Hagi, öncelikle orta sahayı kalabalık tutup, Fenerbahçe'nin merkezde sadece Mehmet Topuz ve Emre Belözoğlu'yla kalmasından yararlanmak ve bu bölgede fazla adamla bulunmak istiyordu. Burada Dia ile Stoch, çok çizgide kalınca, Hagi de ilk yarıda istediğine ulaştı.
Galatasaray, ilk yarıda Fenerbahçe'ye bir pozisyon vermediği gibi, kendi adına da iki tane net pozisyon buldu. Ayrıca 3-4 tane de şut denedi. Tabii ikinci yarıda biraz da yorgunluk olunca, Fenerbahçe bir vites yükseltti. Ve bu kez maç Fenerbahçe'nin lehine döndü.

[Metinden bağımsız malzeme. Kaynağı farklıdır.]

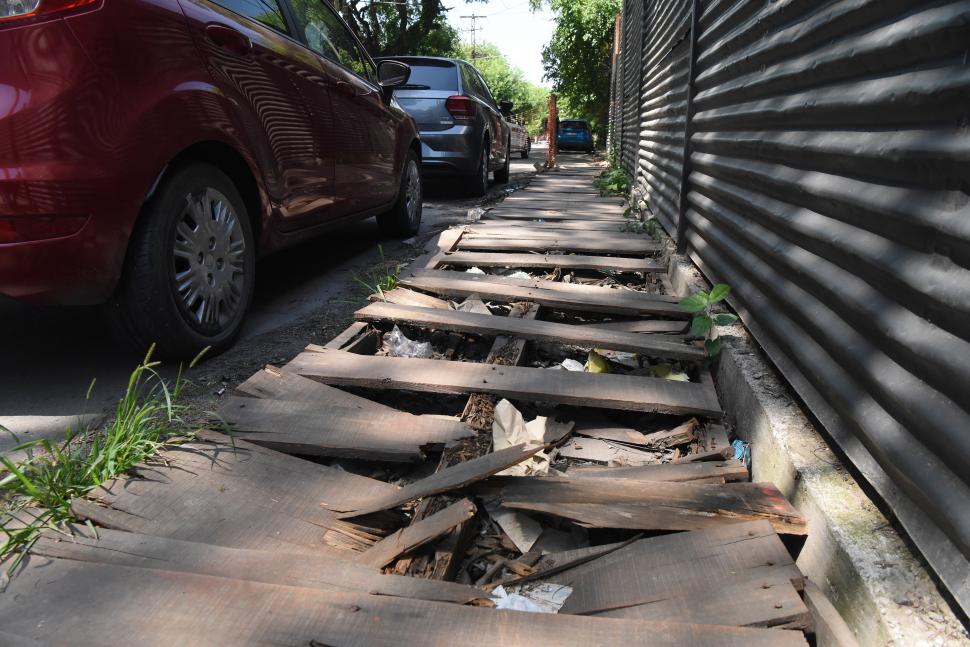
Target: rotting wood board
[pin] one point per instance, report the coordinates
(474, 323)
(604, 390)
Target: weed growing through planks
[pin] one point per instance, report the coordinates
(40, 487)
(701, 304)
(381, 278)
(613, 181)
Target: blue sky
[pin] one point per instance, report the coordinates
(518, 32)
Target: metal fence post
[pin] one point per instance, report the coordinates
(688, 131)
(552, 129)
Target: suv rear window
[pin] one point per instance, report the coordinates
(573, 125)
(432, 76)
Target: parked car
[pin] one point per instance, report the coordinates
(521, 142)
(574, 134)
(463, 131)
(151, 150)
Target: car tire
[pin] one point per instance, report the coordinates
(189, 269)
(502, 175)
(404, 218)
(477, 184)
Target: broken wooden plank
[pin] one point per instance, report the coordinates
(726, 471)
(830, 629)
(552, 261)
(602, 451)
(317, 429)
(277, 383)
(450, 478)
(653, 505)
(158, 607)
(605, 390)
(320, 571)
(650, 568)
(470, 322)
(769, 601)
(411, 298)
(643, 326)
(233, 493)
(604, 300)
(587, 243)
(407, 539)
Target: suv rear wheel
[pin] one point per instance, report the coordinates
(190, 267)
(405, 218)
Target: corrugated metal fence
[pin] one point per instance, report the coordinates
(828, 184)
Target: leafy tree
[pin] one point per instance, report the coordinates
(577, 59)
(415, 27)
(507, 82)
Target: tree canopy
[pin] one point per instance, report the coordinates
(577, 59)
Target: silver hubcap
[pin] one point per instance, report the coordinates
(209, 259)
(412, 192)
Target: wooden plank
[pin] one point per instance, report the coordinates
(643, 326)
(602, 451)
(538, 282)
(769, 601)
(677, 472)
(407, 297)
(552, 261)
(650, 568)
(233, 493)
(605, 300)
(587, 245)
(828, 626)
(653, 505)
(470, 322)
(318, 429)
(628, 392)
(313, 571)
(97, 604)
(407, 539)
(517, 213)
(277, 383)
(448, 479)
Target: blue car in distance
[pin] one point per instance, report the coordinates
(574, 134)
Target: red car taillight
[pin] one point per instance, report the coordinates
(460, 107)
(21, 229)
(11, 10)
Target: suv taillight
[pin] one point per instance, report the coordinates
(460, 106)
(11, 10)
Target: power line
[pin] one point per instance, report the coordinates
(473, 31)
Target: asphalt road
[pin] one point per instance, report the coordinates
(49, 356)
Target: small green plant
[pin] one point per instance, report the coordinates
(614, 181)
(381, 278)
(41, 486)
(701, 304)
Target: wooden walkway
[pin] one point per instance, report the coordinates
(255, 539)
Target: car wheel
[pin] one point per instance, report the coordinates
(405, 218)
(478, 183)
(502, 175)
(190, 267)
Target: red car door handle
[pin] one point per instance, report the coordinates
(229, 39)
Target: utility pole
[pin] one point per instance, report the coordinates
(472, 30)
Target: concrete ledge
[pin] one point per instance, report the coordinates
(852, 553)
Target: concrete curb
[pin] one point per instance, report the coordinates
(853, 553)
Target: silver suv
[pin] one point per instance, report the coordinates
(462, 128)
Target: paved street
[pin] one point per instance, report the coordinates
(50, 355)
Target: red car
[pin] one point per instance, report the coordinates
(151, 150)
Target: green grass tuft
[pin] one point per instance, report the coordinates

Sarı-lacivertliler, Niang ve Alex'le iki pozisyon bulurken, Galatasaray Emre Çolak'ın şutuna kadar pozisyona giremedi bu kez.
BÜLENT YILDIRIM 'İDARE' ETTİ
Fenerbahçe takımı, çok arzulu ama yaratıcı değildi. Organize de değildi. Mehmet Topuz ve Emre Belözoğlu'na oyun içinde çok yük bindi.
Galatasaray'ın maç öncesi planları özellikle ilk yarıda, orta saha kalabalığının dışında, Fenerbahçe savunmasının arkasına atılan toplarla da amacına ulaştı. Elano'nun paslarında Pino pozisyonlar buldu.Bireysel anlamda Fenerbahçe'de Mehmet Topuz ve Mamadou Niang'ı beğendim. Bülent Yıldırım, maçı yönetmek için değil, maalesef idare etmek için çıkmıştı. Kartı olan oyuncuları hep idare etti.